From: Peter Kirk (email@example.com)
Date: Fri Jun 04 2004 - 16:21:52 CDT
On 25/05/2004 12:14, Kenneth Whistler wrote:
>>>>There is no consensus that this Phoenician proposal is necessary. I
>>>>and others have also put forward several mediating positions e.g.
>>>>separate encoding with compatibility decompositions
>>>Which was rejected by Ken for good technical reasons.
>>I don't remember any technical reasons, it was more a matter of "we
>>haven't done it this way before".
>The *reason* why we haven't done it this way before is because
>it would cause technical difficulties.
I am revisiting this one because I realise now that Ken has been
somewhat economical with the truth here. There ARE cases in which entire
alphabets have been given compatibility decompositions to other
alphabets.
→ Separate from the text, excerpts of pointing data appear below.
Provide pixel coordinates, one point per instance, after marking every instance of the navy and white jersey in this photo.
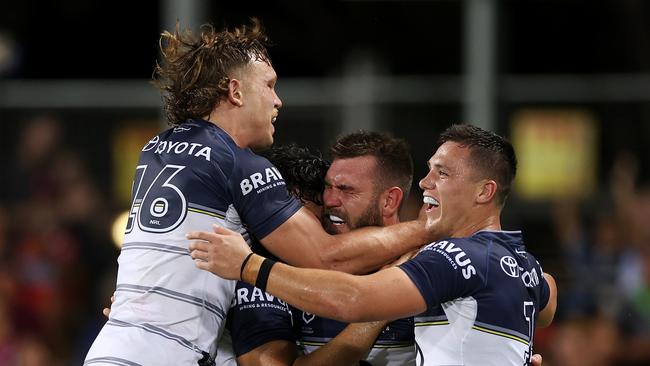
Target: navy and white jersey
(258, 318)
(483, 295)
(395, 345)
(167, 311)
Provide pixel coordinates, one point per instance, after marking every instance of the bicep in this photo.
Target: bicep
(274, 353)
(299, 241)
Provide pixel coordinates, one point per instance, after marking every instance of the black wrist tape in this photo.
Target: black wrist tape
(263, 274)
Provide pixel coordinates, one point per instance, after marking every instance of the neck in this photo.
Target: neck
(224, 118)
(491, 222)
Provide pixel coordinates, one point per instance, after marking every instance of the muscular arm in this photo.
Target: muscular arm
(546, 315)
(347, 348)
(342, 296)
(302, 242)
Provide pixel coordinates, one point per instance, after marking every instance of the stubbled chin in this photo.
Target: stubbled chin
(334, 229)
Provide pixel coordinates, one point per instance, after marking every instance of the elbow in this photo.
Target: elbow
(331, 256)
(346, 306)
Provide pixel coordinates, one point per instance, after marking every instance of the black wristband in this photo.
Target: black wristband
(243, 264)
(263, 274)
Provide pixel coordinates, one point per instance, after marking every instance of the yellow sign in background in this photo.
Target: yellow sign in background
(556, 150)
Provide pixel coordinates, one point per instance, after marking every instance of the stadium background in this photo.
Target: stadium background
(567, 81)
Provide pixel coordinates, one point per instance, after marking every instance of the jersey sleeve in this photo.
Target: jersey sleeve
(439, 276)
(260, 194)
(258, 318)
(544, 289)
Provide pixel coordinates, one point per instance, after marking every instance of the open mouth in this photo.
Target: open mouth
(430, 202)
(335, 220)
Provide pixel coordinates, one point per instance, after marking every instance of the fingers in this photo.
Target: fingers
(199, 255)
(198, 245)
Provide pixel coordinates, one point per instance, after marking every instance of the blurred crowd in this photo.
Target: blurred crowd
(603, 275)
(57, 261)
(56, 258)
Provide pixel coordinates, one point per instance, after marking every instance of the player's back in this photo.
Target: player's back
(394, 346)
(166, 310)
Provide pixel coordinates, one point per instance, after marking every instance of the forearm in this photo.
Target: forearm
(368, 249)
(327, 293)
(347, 348)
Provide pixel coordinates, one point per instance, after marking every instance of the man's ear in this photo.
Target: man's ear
(390, 201)
(486, 191)
(235, 93)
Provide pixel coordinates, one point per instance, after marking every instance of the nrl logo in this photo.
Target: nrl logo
(307, 318)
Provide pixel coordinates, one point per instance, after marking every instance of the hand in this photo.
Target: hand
(107, 311)
(221, 252)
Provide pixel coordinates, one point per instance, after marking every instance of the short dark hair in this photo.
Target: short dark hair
(491, 155)
(392, 154)
(303, 171)
(194, 72)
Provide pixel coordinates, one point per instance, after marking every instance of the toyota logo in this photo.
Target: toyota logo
(509, 266)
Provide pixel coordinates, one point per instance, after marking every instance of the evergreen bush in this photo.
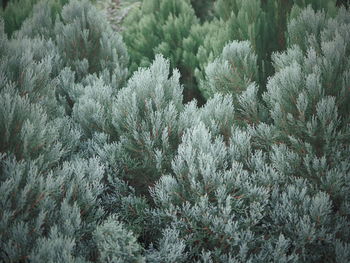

For example there are the Mathematical Alphanumeric Symbols,
the Enclosed Alphanumerics, and the Fullwidth and Halfwidth Forms, as
well as superscripts, subscripts, modifier letters etc. These symbols
have these compatibility decompositions because they are not considered
to form a separate script, but rather to be glyph variants of characters
in Latin, Greek, Katakana etc script. Do these compatibility
decompositions cause technical difficulties?
>Compatibility decompositions directly impact normalization.
Of course. And the point of suggesting compatibility decomposition here
is precisely so that compatibility normalisation, as well as default
collation, folds together Phoenician and Hebrew variant glyphs of the
>Cross-script equivalencing is done by transliteration algorithms,
>not by normalization algorithms.
This begs the question. Scholars of Semitic languages do not accept that
this is a cross-script issue. They do not accept that representation of
a Phoenician, palaeo-Hebrew etc inscription with square Hebrew glyphs is
transliteration. Rather, for them it is a matter of replacing an
obsolete or non-standard glyph by a modern standard glyph for the same
character - just as one would not describe as transliteration
representation in Times New Roman of a Latin script text in mediaeval
handwriting or in Fraktur.
>If you try to blur the boundary between those two by introducing
>compatibility decompositions to equate across separately encoded
>scripts, the net impact would be to screw up *both* normalization
>and transliteration by conflating the two. You
>would end up with confusion among both the implementers of
>such algorithms and the consumers of them.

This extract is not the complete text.